A FORMER police student, caught in a sting by a man described as a paedophile hunter, was trying to meet up with a 14-year-old boy after exchanging sexual text messages.

Kristian Kirk, 25, engaged in a two-hour text conversation with a fictitious under-age boy, who turned out to be Stinson Hunter, Burnley Crown Court was told.

The former University of Central Lancashire policing student had initially met the ‘boy’ via the gay dating website Grindr and later swapped texts, asking the youngster for intimate pictures and outlining a fetish for ‘lads in white socks’.

Prosecutor Matthew Hooper said there were a number of references to the ‘boy’ being 14 during the conversation.

Kirk initially alerted police to the exchange after Mr Hunter published their conversation online, and he was subjected to threats.

The pair did not actually ever ‘meet’ but Kirk admitted to police that the text exchanges were genuine.

Kirk, formerly of Oswaldtwistle, had been forced to move out of Lancashire and regular police patrols had been established outside his mother’s home, after a far-right group began a hate campaign, following publicity surrounding the case, the court heard.

Defence counsel Daniel Prowse said his client, who had no previous convictions, accepted he had been prepared to meet the bogus 14-year-old but denied he would have had sex with him.

The texts between the pair also showed that it was Stinson Hunter, posing as the boy, who had made the first sexual comments, and had initially suggested meeting up, he told the court.

Mr Prowse added: “Had Stinson Hunter been an agent of the state then this case would have come perilously close to entrapment.”

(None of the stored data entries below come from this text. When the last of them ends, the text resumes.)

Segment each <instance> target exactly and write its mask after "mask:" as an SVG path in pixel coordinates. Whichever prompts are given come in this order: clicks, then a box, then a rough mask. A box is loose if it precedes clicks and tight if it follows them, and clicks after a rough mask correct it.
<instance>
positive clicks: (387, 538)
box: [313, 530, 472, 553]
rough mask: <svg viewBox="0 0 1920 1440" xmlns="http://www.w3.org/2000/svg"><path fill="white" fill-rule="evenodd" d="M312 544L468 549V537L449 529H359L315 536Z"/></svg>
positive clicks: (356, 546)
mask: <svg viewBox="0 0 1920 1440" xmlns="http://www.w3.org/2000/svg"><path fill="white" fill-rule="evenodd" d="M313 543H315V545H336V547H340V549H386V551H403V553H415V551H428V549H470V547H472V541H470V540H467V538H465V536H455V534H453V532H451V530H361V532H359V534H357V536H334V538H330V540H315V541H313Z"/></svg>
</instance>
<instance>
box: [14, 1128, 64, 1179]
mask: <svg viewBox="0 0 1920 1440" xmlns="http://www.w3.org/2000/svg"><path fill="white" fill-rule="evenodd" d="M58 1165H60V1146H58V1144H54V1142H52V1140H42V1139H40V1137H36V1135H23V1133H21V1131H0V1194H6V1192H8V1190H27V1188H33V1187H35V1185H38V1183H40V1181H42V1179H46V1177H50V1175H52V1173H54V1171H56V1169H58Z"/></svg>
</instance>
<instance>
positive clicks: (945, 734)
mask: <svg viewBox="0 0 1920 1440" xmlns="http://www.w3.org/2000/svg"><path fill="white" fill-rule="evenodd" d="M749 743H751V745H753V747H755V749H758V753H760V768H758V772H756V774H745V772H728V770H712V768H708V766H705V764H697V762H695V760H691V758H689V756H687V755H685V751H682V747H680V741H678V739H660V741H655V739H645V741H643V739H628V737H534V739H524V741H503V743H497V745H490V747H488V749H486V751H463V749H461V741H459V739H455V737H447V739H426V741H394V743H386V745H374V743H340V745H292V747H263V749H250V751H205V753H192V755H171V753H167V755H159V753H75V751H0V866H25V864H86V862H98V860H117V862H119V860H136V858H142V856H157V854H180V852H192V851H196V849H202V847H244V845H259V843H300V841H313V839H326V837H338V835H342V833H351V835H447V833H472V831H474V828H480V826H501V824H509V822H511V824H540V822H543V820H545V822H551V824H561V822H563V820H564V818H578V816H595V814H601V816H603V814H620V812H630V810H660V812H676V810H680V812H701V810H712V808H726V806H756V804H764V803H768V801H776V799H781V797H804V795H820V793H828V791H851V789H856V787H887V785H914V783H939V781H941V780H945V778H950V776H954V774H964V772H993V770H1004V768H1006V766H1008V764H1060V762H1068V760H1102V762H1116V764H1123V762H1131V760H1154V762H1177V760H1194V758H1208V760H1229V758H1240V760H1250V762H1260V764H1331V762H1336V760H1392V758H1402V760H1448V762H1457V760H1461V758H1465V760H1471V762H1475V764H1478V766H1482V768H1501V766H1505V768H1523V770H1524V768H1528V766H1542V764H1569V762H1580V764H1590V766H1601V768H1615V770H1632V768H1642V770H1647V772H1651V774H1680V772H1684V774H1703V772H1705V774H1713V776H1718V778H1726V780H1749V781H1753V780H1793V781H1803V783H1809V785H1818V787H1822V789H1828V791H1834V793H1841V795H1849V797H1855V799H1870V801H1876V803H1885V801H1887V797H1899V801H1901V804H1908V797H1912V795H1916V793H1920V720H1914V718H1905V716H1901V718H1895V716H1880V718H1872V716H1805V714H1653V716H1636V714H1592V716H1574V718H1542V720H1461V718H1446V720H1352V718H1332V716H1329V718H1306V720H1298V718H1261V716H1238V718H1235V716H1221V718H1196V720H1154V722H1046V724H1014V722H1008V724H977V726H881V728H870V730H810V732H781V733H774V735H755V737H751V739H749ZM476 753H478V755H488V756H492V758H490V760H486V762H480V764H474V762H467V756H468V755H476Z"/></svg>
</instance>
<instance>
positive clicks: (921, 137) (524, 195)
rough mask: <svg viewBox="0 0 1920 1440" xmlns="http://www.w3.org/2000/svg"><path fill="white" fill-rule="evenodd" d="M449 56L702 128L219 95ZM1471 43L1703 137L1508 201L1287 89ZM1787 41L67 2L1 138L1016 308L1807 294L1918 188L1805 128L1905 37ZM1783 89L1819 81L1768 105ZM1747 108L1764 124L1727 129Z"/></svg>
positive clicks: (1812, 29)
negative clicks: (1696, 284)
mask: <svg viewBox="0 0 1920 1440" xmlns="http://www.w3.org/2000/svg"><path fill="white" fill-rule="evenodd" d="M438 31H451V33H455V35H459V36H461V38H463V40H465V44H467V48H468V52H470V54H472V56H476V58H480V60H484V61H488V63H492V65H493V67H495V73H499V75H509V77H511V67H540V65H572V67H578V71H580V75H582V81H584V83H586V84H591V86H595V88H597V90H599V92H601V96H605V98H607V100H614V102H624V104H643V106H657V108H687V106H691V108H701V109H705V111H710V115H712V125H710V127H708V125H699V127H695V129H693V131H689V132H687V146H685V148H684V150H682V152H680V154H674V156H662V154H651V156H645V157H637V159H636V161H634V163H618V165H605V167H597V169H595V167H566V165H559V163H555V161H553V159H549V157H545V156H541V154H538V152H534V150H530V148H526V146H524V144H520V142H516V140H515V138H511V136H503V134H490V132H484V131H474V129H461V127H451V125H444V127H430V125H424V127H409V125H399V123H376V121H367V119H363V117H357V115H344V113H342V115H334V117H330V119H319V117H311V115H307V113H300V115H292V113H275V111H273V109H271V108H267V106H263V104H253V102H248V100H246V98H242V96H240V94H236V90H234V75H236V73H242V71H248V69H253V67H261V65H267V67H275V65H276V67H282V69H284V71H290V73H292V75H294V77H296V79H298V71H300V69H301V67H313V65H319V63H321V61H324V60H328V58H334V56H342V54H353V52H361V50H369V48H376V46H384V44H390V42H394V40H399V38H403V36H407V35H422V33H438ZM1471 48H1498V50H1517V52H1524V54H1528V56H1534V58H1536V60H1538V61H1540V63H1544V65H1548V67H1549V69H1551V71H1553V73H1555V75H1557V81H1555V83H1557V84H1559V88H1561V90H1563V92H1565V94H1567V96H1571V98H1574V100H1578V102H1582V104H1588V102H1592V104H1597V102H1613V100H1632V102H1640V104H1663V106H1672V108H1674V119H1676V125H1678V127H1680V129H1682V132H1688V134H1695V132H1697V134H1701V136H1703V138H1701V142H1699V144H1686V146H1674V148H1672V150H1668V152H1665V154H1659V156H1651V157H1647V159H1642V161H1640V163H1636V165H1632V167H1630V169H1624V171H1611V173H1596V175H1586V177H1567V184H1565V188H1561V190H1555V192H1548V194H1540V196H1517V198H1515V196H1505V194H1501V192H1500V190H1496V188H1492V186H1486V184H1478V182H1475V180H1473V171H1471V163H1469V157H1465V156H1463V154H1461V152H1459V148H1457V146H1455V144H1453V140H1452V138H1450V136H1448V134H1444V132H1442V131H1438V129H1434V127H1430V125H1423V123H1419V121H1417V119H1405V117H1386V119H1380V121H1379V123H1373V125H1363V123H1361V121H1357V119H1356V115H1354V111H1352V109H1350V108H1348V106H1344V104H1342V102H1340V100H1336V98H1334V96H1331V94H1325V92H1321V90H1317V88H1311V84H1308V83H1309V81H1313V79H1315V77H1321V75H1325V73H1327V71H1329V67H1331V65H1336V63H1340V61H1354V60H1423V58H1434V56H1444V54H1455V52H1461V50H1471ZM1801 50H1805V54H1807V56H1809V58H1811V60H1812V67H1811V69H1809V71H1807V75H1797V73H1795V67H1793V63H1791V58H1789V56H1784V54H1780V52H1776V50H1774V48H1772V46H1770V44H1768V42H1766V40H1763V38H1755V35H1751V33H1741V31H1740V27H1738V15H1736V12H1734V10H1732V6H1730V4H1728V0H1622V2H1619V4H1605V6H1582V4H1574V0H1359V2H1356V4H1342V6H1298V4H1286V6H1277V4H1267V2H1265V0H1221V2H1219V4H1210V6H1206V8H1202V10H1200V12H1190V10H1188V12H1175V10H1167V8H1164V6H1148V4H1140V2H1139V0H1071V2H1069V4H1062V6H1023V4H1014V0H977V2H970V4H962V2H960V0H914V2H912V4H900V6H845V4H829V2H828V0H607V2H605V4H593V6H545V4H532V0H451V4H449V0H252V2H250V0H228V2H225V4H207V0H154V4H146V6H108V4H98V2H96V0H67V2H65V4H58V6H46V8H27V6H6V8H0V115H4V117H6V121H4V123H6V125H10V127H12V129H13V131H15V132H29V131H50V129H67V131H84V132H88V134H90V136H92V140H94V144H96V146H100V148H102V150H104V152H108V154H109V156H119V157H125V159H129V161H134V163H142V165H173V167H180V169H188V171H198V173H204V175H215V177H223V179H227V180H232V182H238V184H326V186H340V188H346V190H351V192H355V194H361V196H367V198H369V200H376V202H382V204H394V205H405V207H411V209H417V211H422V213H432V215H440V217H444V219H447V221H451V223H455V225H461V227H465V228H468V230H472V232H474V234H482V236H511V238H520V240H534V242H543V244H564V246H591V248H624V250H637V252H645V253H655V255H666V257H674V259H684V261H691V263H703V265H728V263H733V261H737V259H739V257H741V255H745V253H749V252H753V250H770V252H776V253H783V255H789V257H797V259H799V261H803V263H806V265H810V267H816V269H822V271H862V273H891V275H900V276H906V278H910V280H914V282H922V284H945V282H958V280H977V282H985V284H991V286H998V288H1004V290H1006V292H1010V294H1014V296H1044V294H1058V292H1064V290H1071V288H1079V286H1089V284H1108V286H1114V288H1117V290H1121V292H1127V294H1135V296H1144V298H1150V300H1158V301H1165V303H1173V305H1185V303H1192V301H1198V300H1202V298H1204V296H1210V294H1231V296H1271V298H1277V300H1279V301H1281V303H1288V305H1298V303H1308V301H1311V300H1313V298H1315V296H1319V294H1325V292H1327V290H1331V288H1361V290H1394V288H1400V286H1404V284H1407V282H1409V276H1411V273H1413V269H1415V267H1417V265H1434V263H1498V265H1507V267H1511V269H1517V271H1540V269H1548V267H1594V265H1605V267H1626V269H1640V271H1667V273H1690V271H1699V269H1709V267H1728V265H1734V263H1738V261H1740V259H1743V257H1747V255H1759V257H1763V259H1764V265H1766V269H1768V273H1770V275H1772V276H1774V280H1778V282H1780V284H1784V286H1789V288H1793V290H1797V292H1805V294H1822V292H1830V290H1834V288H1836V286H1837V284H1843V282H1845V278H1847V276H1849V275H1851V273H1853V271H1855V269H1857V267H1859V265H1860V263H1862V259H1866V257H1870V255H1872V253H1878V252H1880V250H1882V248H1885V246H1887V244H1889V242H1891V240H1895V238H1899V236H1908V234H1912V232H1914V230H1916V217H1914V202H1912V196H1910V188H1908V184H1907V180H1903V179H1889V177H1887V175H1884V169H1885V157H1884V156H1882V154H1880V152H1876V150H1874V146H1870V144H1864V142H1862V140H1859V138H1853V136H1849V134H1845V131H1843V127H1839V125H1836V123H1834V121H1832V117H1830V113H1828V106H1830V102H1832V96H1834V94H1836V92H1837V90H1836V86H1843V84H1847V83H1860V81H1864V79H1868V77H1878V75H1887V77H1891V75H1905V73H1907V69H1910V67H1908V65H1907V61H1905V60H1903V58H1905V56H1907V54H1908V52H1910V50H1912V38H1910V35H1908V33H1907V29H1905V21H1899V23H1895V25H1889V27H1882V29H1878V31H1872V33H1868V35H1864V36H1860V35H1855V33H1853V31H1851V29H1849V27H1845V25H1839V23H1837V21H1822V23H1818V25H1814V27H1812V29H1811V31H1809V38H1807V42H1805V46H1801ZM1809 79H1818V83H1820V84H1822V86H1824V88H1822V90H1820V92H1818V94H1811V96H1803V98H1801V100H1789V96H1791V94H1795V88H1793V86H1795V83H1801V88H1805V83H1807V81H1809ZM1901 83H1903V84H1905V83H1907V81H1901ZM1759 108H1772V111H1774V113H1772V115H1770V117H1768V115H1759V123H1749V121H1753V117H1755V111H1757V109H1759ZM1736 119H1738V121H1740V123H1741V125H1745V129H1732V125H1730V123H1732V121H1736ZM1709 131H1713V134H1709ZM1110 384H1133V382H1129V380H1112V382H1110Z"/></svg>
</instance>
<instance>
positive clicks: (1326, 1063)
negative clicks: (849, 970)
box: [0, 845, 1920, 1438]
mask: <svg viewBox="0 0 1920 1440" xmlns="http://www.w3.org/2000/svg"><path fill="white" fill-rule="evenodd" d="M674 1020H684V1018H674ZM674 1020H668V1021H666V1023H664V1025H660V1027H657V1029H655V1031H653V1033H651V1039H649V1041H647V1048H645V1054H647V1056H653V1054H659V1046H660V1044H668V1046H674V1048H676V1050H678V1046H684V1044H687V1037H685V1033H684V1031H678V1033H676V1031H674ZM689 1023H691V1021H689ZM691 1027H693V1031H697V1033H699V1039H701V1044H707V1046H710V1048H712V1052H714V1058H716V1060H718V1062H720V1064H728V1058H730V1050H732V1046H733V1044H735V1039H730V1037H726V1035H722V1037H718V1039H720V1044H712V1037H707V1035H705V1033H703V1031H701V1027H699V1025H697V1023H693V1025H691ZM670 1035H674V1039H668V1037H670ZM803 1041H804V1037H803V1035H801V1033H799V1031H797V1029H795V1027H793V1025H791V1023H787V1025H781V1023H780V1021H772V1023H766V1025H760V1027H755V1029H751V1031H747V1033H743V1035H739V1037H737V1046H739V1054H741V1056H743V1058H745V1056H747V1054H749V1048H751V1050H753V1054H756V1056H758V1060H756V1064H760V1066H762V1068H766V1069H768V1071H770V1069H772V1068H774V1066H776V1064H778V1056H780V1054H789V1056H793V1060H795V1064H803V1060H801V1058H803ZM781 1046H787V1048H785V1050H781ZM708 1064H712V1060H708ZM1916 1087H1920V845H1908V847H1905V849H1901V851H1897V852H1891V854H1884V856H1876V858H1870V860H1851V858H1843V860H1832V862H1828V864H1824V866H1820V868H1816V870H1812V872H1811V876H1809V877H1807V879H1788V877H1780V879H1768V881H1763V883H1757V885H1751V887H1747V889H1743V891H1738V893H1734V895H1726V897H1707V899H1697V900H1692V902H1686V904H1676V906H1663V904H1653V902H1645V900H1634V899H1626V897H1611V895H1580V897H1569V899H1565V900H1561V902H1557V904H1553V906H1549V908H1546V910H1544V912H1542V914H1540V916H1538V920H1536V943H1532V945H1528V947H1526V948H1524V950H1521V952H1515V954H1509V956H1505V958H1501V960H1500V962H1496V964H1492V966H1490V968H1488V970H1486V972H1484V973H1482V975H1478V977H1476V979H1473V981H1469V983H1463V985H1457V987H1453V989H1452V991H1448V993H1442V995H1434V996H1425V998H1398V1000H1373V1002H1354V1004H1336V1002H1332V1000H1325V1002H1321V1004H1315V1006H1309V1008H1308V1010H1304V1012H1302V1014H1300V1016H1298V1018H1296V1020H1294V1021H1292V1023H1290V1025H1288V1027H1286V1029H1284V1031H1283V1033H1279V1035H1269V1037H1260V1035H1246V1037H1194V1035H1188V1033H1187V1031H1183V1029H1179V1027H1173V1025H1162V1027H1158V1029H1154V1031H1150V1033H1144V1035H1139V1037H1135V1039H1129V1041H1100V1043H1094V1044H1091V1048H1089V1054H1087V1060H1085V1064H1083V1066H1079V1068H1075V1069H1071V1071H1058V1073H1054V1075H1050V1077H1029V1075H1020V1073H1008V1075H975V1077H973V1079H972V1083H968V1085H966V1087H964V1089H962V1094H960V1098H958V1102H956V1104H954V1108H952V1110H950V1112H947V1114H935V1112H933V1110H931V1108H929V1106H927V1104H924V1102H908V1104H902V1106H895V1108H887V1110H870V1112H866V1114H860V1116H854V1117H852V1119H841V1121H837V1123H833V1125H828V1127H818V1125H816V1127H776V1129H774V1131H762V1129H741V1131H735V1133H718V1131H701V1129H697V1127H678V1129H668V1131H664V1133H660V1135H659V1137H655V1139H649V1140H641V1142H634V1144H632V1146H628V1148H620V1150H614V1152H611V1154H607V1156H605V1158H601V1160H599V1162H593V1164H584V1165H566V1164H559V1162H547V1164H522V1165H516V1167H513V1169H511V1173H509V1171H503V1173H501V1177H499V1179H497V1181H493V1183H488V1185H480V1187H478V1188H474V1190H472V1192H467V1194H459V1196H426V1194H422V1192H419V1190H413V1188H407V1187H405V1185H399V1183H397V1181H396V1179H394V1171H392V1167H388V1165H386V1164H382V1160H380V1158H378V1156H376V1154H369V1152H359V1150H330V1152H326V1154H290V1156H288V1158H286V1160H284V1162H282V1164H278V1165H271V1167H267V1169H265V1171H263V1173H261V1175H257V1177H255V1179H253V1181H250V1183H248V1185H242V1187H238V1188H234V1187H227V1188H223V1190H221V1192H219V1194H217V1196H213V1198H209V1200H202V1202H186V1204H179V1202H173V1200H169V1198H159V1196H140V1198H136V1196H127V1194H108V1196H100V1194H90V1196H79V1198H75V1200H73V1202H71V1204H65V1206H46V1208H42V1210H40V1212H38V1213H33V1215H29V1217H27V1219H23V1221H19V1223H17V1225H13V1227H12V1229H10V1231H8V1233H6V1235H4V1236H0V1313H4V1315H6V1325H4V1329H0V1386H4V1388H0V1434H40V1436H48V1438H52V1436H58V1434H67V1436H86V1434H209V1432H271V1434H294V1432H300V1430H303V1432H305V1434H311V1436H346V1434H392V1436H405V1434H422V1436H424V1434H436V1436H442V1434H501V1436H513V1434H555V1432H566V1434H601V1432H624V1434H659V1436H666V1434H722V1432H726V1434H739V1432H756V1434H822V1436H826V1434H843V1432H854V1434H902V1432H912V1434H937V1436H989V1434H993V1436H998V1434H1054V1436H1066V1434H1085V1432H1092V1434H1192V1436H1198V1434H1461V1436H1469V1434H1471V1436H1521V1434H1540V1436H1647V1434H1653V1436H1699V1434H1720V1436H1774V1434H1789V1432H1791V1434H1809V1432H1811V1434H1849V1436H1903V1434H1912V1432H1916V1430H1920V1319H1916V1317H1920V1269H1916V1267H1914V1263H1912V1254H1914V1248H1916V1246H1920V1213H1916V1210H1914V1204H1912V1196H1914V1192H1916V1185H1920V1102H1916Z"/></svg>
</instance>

Kirk admitted attempting to arrange or facilitate acts which would have led to the commission of sexual activity with a child and was given a three-year community order, including probation supervision and attendance on a sexual offenders’ treatment programme.

Judge Simon Newell said that when vigilantes like Stinson Hunter conducted such operations it may lead to ‘local violence, abuse threats and harassment’, such as in Kirk’s case.

“There has been an element of punishment in this case. The activities of Mr Hunter, and certainly the publication of such information, as far as I am concerned, is to be deplored,” he added.